Re: [BUG] stack tracing causes: kernel/module.c:271 module_assert_mutex_or_preempt
From: Steven Rostedt
Date: Wed Apr 05 2017 - 15:21:57 EST
On Wed, 5 Apr 2017 12:08:10 -0700
"Paul E. McKenney" <paulmck@xxxxxxxxxxxxxxxxxx> wrote:
> On Wed, Apr 05, 2017 at 02:54:25PM -0400, Steven Rostedt wrote:
> > On Wed, 5 Apr 2017 10:59:25 -0700
> > "Paul E. McKenney" <paulmck@xxxxxxxxxxxxxxxxxx> wrote:
> >
> > > > Note, this has nothing to do with trace_rcu_dyntick(). It's the
> > > > function tracer tracing inside RCU, calling the stack tracer to record
> > > > a new stack if it sees its larger than any stack before. All I need is
> > > > a way to tell the stack tracer to not record a stack if it is in this
> > > > RCU critical section.
> > > >
> > > > If you can add a "in_rcu_critical_section()" function, that the stack
> > > > tracer can test, and simply exit out like it does if in_nmi() is set,
> > > > that would work too. Below is my current work around.
> > >
> > > Except that the rcu_irq_enter() would already have triggered the bug
> > > that was (allegedly) fixed by my earlier patch. So, yes, the check for
> > > rcu_is_watching() would work around this bug, but the hope is that
> > > with my earlier fix, this workaround would not be needed.
> >
> > Note, if I had a "in_rcu_critical_section()" I wouldn't need to call
> > rcu_irq_enter(). I could fall out before that. My current workaround
> > does the check, even though it breaks things, it would hopefully fix
> > things as it calls rcu_irq_exit() immediately.
>
> OK, color me confused. What would "in_rcu_critical_section()" do?
>
> The rcu_is_watching() function tells you that RCU is not in an extended
> quiescent state, though its return value can be iffy in the middle of
> rcu_eqs_enter_common() -- which is why interrupts are disabled there.

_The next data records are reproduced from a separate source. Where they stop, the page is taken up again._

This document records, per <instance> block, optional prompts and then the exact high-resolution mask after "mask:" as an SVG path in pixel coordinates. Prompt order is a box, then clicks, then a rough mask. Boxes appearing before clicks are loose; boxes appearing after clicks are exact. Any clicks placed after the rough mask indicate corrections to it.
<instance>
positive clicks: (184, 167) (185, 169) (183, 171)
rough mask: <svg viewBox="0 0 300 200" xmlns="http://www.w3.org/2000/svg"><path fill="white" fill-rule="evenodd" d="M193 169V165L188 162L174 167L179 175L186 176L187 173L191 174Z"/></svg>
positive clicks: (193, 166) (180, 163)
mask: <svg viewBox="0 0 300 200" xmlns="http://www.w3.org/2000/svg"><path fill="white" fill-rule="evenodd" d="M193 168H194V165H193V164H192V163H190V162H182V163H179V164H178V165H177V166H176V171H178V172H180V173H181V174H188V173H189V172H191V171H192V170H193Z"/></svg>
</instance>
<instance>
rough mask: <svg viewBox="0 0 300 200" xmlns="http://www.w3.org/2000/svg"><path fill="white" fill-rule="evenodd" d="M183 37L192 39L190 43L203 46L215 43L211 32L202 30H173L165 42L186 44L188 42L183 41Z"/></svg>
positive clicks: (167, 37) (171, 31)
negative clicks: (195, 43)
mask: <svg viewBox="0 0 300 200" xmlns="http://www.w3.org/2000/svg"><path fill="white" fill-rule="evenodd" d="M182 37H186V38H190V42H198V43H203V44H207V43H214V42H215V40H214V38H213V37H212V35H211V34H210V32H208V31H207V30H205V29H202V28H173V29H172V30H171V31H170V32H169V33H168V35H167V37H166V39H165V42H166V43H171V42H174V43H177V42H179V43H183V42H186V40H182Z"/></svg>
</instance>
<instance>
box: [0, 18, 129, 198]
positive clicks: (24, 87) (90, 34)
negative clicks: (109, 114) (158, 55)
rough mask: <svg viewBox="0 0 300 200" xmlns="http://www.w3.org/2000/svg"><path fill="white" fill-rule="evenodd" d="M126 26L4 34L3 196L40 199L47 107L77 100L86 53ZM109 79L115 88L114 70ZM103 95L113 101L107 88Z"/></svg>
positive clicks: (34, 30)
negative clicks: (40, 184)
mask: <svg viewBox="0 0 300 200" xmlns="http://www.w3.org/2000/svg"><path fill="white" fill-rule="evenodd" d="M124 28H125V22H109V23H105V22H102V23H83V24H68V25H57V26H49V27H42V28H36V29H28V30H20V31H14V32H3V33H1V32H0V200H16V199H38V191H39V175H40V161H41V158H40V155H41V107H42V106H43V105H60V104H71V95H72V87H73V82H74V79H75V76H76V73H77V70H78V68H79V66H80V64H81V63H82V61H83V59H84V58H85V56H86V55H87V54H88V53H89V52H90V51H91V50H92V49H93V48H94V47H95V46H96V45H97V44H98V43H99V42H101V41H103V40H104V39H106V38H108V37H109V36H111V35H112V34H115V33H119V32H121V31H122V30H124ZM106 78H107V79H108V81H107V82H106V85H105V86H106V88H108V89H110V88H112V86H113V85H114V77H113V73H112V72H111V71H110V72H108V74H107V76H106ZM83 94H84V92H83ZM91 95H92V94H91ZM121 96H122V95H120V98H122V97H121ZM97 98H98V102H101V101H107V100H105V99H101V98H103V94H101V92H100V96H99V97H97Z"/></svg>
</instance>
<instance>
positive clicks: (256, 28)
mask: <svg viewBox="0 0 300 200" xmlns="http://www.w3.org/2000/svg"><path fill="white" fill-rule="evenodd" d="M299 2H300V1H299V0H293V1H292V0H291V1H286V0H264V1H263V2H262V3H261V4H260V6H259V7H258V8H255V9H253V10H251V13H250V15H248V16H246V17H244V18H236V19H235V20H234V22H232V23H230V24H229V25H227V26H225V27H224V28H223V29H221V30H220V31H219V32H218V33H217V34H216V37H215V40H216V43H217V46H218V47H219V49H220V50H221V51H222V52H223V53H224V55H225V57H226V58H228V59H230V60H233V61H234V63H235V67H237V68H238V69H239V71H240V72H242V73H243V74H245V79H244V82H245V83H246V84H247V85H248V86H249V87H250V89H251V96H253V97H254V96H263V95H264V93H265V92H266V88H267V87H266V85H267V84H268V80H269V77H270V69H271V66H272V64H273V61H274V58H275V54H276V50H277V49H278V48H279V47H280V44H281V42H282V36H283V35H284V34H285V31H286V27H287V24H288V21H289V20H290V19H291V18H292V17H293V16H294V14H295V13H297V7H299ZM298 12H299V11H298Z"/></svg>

> In preemptible RCU, you can (but shouldn't) use rcu_preempt_depth()
> to determine whether you are within an RCU read-side critical section,
> which is what in_rcu_critical_section() sounds like to me, but I don't
> see how this information would help in this situation.
>
> What am I missing here?
>
Would in_guts_of_internal_rcu_infrastructure_code() work? :-)
Here's the crucial part of that stack dump again:
save_stack_trace+0x1b/0x1d
check_stack+0xec/0x24a
stack_trace_call+0x40/0x53
0xffffffffa0026077
? ftrace_graph_caller+0x78/0xa8
? trace_hardirqs_off+0xd/0xf
? rcu_eqs_enter_common.constprop.71+0x5/0x108
rcu_eqs_enter_common.constprop.71+0x5/0x108
rcu_idle_enter+0x51/0x72
The stack trace was called on rcu_eqs_enter_common() inside the
rcu_idle_enter() function call.
Perhaps if I just let rcu disable stack tracing? Something like this:
diff --git a/kernel/rcu/tree.c b/kernel/rcu/tree.c
index 50fee76..f894fc3 100644
--- a/kernel/rcu/tree.c
+++ b/kernel/rcu/tree.c
@@ -853,8 +853,10 @@ void rcu_idle_enter(void)
unsigned long flags;
local_irq_save(flags);
+ disable_stack_tracer();
rcu_eqs_enter(false);
rcu_sysidle_enter(0);
+ enable_stack_tracer();
local_irq_restore(flags);
}
EXPORT_SYMBOL_GPL(rcu_idle_enter);
-- Steve